The easing of supply chain constraints has created a “ballooning surplus” of shipping containers, freight analyst Drewry Logistics has found.
While some recovery is expected throughout the year, Drewry’s forecast has predicted the “lowest level [of container output] since the recession-ravaged year of 2009”.
Estimates for box production found the sector’s output contracted 71% year-on-year to 306,000 teu (20ft equivalent unit – a rough estimate of cargo capacity) in the first quarter of 2023 – the lowest levels since the same period in 2010.
The global container fleet is expected to contract 2% this year, marking the first decrease in capacity in 14 years. Container shipping trade is expected to remain weak, Drewry added, but will expand by 1%.

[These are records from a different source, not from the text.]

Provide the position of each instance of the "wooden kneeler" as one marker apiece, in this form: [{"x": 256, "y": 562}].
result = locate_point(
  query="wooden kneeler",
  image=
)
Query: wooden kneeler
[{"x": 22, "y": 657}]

Several container factory closures in China alongside reduced-operation at some facilities, have weighed on expectations. Moreover, production at two new plants in Vietnam is not expected to begin until the third quarter of 2023, with output scaled back far from initial expectations.
Alongside these factors, freight forwarders are taking steps to optimise their container stock. Leasing companies have seen record numbers of box returns, and carriers have disposed of their own fleets’ ageing and surplus units.
Drewry said these were part of attempts to “adjust their equipment pools to better match current trading and vessel supply parameters”, as well as remove the accumulated damaged boxes which piled up as a “consequence of supply chain congestion”.
However, “a recovery in cargo demand is anticipated in subsequent years as the global economy gathers momentum,” it continued.
Earlier this year, Drewry suggested the over-ordering of both inventory by buyers and new capacity by shippers would cause a decrease in demand due to inventory gluts, and a surplus of ships with which to carry it, which would impact inventory management.
Nonetheless, the logistics analyst now predicts that, over the next four years, container capacity will reach an average growth rate of 2.9% annually, thanks to the recovering economy and expanding vessel fleet.